2012-11-19 Thread VA
I'm not defending Microsoft; I don't particularly like them. I'm just saying 
that if I don't want to buy MS, I don't have to, and neither does anyone 
else.


Of course, you can buy a Mac and not have Windows. However, I never count 
Windows as a purchase because it comes installed on the computer. I don't 
pay any extra for it, and I have NEVER purchased any Windows upgrade. After 
buying a Windows computer, if I wanted, I could completely blow off the 
Windows, reformat the hard drive and install Linux. I'm sure many people 
have done just that. I have a dual-boot Windows/Linux system on my laptop.

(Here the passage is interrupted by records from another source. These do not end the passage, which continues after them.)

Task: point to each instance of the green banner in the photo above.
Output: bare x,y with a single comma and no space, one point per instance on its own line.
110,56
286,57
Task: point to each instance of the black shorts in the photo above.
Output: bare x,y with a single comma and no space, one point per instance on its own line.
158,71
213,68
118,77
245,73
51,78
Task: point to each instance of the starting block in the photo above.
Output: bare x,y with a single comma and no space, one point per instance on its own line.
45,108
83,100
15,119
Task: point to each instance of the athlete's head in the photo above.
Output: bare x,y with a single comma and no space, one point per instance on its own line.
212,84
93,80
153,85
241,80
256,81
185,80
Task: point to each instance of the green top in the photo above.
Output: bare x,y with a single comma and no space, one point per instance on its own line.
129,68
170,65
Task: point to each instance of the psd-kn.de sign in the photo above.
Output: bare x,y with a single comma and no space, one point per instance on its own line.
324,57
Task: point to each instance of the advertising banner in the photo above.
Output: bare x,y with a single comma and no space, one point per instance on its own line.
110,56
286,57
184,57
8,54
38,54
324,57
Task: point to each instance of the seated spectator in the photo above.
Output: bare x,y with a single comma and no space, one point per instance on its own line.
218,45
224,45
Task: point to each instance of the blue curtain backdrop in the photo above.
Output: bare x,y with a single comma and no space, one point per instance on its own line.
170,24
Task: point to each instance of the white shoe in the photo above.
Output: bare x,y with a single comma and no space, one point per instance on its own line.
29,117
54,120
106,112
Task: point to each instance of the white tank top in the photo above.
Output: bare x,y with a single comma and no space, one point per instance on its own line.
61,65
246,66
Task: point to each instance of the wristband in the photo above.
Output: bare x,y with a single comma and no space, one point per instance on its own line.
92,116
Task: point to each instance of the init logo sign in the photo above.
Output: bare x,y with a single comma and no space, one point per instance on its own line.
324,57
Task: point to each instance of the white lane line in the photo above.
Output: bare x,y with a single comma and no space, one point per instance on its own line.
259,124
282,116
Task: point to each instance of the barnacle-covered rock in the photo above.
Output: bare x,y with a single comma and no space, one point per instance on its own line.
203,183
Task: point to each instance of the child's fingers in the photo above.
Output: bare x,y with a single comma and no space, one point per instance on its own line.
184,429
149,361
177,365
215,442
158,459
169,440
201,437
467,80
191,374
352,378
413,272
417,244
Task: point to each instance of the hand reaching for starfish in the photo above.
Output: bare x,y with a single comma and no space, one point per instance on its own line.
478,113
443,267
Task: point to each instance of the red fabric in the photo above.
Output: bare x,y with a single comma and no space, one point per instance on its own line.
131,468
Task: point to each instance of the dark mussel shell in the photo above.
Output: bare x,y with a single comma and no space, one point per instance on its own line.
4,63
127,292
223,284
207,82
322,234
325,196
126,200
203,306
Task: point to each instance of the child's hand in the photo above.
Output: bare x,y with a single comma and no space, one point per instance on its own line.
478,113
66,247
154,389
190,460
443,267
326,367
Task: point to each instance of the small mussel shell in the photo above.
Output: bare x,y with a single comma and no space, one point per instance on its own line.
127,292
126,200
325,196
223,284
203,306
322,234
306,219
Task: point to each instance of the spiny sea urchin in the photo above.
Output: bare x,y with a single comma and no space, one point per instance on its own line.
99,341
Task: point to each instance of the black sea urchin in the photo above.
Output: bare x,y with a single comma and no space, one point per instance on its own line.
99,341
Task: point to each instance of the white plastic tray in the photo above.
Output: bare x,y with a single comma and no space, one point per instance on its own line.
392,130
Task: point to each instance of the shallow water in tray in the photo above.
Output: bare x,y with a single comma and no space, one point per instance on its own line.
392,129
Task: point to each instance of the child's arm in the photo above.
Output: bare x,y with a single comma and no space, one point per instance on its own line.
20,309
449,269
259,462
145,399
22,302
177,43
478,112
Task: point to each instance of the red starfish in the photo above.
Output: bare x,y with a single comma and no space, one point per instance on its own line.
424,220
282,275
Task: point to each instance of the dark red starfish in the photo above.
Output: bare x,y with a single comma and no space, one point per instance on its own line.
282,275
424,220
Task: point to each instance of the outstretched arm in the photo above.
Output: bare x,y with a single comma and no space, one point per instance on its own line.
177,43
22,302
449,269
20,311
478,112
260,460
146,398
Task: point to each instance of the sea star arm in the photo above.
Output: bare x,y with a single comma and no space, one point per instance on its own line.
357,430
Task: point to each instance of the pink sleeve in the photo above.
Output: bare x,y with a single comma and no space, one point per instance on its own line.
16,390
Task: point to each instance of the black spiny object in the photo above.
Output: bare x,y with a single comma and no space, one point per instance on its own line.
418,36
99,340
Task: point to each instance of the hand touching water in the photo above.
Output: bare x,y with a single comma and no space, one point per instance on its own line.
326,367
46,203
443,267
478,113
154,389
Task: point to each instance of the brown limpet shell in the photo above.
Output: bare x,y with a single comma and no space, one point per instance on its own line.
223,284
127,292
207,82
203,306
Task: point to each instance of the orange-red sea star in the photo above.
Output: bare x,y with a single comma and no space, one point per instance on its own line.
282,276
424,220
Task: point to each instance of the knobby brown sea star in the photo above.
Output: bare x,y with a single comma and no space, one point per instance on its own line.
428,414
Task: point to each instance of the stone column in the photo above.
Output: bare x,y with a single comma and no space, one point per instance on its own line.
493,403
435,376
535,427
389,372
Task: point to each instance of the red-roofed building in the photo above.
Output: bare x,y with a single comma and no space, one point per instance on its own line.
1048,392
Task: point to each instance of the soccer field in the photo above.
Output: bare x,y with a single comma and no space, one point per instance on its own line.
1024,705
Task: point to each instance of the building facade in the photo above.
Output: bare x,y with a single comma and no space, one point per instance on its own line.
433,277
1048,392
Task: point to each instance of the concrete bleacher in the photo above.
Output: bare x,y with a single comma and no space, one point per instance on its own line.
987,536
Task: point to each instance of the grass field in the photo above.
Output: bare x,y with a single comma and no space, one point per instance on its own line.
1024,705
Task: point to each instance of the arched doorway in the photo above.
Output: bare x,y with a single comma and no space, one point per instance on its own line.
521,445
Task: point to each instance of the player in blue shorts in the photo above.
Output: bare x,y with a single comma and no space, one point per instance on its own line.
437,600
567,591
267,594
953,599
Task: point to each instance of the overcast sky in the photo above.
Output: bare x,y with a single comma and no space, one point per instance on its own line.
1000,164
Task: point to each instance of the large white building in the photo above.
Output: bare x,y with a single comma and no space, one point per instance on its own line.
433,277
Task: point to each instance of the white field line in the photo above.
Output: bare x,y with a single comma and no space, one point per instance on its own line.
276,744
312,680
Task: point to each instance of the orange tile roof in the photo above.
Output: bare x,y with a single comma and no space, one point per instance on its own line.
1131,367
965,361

While my employer has purchased MS Office, I have never done so for my home 
computers.


In other words, no matter what tactics MS uses, legal or not, as the 
customer, I always control where I spend my money. MS cannot dominate my 
computer without my permission or the software market without our collective 
permission.


Virgil

-Original Message- 
From: James Knott

Sent: Monday, November 19, 2012 7:04 PM
To: LibreOffice
Subject: Re: [libreoffice-users] Re: OpenOffice to be dumped in Freiburg ?

VA wrote:

Nobody is forced to purchase MS products.


Try and buy a computer without Windows.  While there are some available,
they're rare.  Also, read up on the MS anti trust cases to see how they
forced market share with illegal and near illegal methods, including
extortion.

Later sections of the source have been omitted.